— Довольно, Ваня, — пресекла его мать, — такие слова опасны.
— Я полагаю, что в данном благородном обществе я могу быть совершенно откровенным, — вскинул голову Иван.
— Так-то оно так, Иванушка, — мягко возразила Бестужева, — однако, если взять такие речи в привычку, то, может статься, и сам не заметишь, как наговоришь лишнего и там, где нельзя.
— Помилуйте, я — не дитя! И притом все, сказанное мной, правда, а не оговор какой.
— В данном случае не имеет значения, правдивы твои слова или нет, ими ты можешь накликать на себя беду, — вмешался Степан Васильевич.

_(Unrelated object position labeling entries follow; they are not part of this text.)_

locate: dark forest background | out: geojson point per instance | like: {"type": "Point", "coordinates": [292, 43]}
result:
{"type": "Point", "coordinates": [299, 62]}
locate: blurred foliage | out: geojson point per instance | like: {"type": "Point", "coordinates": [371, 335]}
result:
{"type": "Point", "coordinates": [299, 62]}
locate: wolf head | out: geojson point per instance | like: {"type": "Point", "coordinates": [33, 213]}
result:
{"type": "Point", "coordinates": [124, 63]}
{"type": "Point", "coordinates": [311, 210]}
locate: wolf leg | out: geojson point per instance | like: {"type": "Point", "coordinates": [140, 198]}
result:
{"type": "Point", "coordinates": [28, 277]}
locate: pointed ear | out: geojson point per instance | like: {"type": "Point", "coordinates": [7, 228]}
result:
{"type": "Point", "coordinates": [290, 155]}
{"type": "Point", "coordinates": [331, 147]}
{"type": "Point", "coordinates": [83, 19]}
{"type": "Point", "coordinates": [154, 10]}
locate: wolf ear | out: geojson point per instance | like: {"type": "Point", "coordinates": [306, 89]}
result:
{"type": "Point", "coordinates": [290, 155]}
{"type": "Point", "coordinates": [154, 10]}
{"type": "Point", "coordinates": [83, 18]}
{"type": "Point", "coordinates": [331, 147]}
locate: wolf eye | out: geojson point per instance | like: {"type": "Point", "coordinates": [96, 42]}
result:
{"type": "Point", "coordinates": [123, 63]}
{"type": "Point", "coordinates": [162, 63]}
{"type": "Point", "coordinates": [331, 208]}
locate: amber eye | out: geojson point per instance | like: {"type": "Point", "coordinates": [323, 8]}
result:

— Слушай, что говорит тебе отец, Ваня, — резко сказала Наталья Федоровна, — все здесь знают, что сказанное тобою правда. Ея величество любят в Царское село ездить, там чувствуют себя вольготно, — с нескрываемым раздражением продолжала она, — а дел никаких не делают. Однако нам о том остается только молчать.
— Что ж получается, принцесса Анна пропала и нас погубила? — скорбно воскликнула Софья.
— Но еще не все потеряно, — снова воспрянул молодой Лопухин, — должны же быть перемены, на которые намекал маркиз Ботта перед отъездом.
— О каких переменах ты говоришь? — заинтересовался князь Гагарин, погладив пальцем щегольский ус.
— Я думаю, он готовит в России переворот.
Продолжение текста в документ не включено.